For years, Sen. Leland Yee has been trying to convince the California State legislature to reform JLWOP– Juvenile Life Without Parole, that is, minors being sentenced to remain behind bars till they die. Yee is not only a State Senator, but also a child psychologist who knows very well that the judgment of a teenager is very different from the judgment of an adult.
This year, a much watered-down version of The Fair Sentencing for Youth Act passed the Senate, making it possible, under some limited circumstances, for a prisoner who’d committed the offense while a minor to go to court and seek to have the sentence changed to 25-to-life. That’s still a life sentence, but offers a glimmer of hope –a parole hearing to be held after serving at least 25 years. Few prisoners would qualify for the hearing. The California Board of Prison Terms routinely denies parole anyway or tells prisoners to return for another hearing in ten years or more. Senator Yee’s bill would not have opened the floodgates releasing violent offenders back into the community.

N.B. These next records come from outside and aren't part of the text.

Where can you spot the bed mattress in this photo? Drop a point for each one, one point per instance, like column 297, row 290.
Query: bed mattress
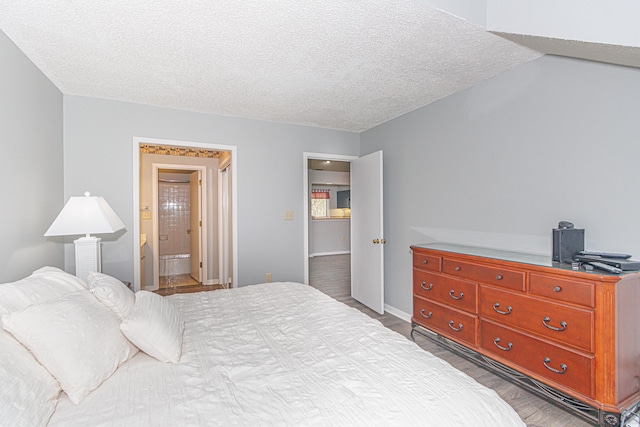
column 283, row 354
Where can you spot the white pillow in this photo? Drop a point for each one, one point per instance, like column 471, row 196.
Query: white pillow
column 28, row 393
column 112, row 293
column 75, row 337
column 155, row 326
column 43, row 285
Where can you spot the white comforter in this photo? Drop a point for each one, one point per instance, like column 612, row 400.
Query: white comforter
column 285, row 354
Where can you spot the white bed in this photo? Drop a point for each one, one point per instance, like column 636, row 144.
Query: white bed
column 285, row 354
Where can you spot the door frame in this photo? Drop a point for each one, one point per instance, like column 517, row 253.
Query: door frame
column 155, row 244
column 306, row 156
column 136, row 197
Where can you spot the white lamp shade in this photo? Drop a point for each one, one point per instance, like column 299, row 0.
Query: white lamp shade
column 85, row 215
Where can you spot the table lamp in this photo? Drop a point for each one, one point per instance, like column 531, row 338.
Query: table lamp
column 86, row 215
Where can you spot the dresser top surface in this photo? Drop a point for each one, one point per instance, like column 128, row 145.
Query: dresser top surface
column 491, row 253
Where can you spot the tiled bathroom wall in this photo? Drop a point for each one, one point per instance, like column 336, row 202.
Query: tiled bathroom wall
column 173, row 218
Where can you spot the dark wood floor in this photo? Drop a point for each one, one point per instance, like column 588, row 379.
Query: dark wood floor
column 331, row 275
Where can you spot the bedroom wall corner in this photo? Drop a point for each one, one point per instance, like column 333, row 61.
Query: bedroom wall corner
column 498, row 165
column 31, row 165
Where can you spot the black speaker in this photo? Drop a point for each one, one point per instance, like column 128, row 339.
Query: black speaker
column 567, row 242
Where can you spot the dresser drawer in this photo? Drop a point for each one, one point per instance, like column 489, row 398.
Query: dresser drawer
column 447, row 290
column 449, row 322
column 427, row 262
column 562, row 366
column 567, row 325
column 567, row 290
column 486, row 274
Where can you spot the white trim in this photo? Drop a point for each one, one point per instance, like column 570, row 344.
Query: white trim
column 398, row 313
column 136, row 196
column 306, row 156
column 329, row 253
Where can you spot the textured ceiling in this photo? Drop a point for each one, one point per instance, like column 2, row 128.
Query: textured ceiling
column 348, row 65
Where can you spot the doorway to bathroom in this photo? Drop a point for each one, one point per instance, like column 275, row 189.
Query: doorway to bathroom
column 181, row 203
column 186, row 216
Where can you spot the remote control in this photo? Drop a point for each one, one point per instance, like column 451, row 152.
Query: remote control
column 606, row 267
column 605, row 254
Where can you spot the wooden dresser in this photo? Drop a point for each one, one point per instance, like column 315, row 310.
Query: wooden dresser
column 571, row 336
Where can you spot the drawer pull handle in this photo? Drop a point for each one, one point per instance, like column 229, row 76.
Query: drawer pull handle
column 507, row 348
column 563, row 325
column 422, row 285
column 495, row 308
column 458, row 329
column 451, row 294
column 427, row 315
column 562, row 370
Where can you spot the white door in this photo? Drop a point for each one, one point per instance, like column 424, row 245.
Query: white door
column 195, row 194
column 367, row 232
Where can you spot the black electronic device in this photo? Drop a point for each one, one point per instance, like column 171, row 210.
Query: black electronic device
column 605, row 254
column 622, row 264
column 567, row 242
column 606, row 267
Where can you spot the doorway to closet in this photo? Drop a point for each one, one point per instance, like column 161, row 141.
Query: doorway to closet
column 185, row 215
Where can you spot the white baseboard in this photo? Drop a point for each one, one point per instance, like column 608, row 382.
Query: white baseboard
column 398, row 313
column 329, row 253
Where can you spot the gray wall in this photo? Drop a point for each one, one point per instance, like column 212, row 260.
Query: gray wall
column 500, row 164
column 98, row 137
column 31, row 169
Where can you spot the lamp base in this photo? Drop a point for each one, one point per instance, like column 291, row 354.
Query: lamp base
column 88, row 256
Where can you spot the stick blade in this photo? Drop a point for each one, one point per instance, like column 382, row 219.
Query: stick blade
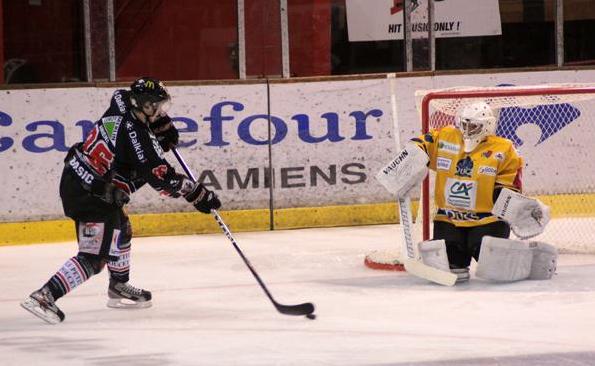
column 300, row 309
column 431, row 274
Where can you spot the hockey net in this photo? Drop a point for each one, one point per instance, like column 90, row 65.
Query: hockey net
column 552, row 128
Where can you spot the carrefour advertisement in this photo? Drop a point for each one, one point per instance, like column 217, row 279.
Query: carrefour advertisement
column 324, row 144
column 377, row 20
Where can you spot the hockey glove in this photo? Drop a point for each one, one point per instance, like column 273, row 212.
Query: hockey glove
column 203, row 199
column 166, row 133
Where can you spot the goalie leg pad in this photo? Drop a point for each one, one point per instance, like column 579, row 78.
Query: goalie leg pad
column 433, row 254
column 462, row 274
column 545, row 259
column 504, row 260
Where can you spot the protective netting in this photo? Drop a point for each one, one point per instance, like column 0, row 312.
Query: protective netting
column 553, row 128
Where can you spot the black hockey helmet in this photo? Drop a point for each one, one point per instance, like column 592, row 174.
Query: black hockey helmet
column 147, row 89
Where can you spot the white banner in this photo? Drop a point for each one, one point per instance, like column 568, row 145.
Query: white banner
column 328, row 141
column 376, row 20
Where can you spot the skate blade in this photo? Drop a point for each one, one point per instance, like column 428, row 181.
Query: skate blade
column 128, row 304
column 32, row 306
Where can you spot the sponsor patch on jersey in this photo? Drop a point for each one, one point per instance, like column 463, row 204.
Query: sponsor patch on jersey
column 160, row 171
column 157, row 147
column 461, row 193
column 464, row 167
column 449, row 147
column 443, row 164
column 90, row 236
column 138, row 148
column 111, row 124
column 487, row 170
column 119, row 102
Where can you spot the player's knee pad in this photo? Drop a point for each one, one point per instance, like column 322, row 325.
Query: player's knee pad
column 504, row 260
column 433, row 254
column 93, row 263
column 126, row 233
column 545, row 260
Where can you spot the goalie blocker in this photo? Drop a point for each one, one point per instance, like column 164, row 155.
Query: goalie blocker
column 505, row 260
column 527, row 216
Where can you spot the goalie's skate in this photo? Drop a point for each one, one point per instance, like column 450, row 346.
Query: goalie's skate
column 41, row 304
column 122, row 295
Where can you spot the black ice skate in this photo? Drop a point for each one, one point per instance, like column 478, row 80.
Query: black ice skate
column 41, row 304
column 123, row 295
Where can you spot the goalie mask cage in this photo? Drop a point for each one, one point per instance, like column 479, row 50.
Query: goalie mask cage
column 553, row 128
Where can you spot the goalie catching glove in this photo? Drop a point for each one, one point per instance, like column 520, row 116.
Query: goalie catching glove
column 527, row 216
column 405, row 171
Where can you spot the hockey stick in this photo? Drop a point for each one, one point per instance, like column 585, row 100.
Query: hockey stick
column 413, row 266
column 300, row 309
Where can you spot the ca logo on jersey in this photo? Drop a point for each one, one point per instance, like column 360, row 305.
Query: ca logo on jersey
column 460, row 193
column 464, row 167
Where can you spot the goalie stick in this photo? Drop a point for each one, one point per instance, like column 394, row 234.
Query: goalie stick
column 306, row 309
column 413, row 266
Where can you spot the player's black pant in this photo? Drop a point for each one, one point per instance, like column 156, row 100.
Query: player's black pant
column 464, row 243
column 101, row 227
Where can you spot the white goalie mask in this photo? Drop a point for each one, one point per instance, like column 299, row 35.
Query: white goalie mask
column 476, row 121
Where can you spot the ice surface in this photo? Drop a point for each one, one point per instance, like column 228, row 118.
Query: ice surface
column 209, row 310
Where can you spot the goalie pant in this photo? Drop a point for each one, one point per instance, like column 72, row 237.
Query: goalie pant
column 464, row 243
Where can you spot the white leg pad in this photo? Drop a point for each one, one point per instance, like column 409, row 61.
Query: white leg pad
column 545, row 259
column 504, row 260
column 433, row 254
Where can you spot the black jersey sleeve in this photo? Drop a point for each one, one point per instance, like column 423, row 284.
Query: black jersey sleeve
column 149, row 160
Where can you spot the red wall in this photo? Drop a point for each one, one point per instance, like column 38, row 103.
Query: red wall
column 172, row 40
column 48, row 36
column 185, row 40
column 310, row 37
column 263, row 38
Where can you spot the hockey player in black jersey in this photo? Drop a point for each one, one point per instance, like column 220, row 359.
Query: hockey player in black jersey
column 124, row 151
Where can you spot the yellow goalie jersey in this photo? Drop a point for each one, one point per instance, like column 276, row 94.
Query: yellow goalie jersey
column 465, row 182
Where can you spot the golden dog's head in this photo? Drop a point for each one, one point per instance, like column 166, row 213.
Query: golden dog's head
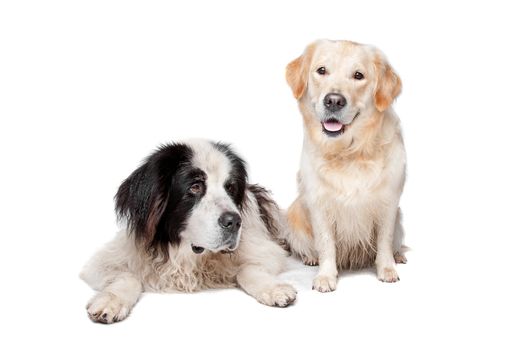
column 340, row 84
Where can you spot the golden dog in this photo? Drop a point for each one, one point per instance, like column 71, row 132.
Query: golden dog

Last week, his bill failed to pass the Assembly.
We are all shamed, but it’s time to call out the people who belong on the roll call of shame, the Assembly members who so fear being called soft on crime that they couldn’t bring themselves to do the right and rational thing.
Their names: Anthony Adams, Joel Anderson, Juan Arambula, Bill Berryhill, Tom Berryhill, Marty Block, Joan Buchanan, Anna M. Caballero, Charles Calderon, Connie Conway, Paul Cook, Chuck DeVore, Nathan Fletcher, Jean Fuller, Ted Gaines, Martin Garrick, Danny Gilmore, Curt Hagman, Diane Harkey, Alyson Huber, Kevin Jeffries, Steve Knight, Ted Lieu, Dan Logue, Fiona Ma, Jeff Miller, Brian Nestande, Roger Niello, Jim Nielsen, Chris Norby, Anthony Portantino, Jim Silva, Cameron Smyth, Jose Solorio, Audra Strickland, Norma Torres, Van Tran, Michael Villines
The bill might have passed if other Assembly members had shown up and taken a stand and voted for it: Wesley Chesbro, Hector De La Torre, Cathleen Galgiani, Tony Mendoza, Pedro Nava, V. Manuel Perez
As parole board commissioners like to say in their routine boilerplate denials, these people “lack insight and express no remorse.”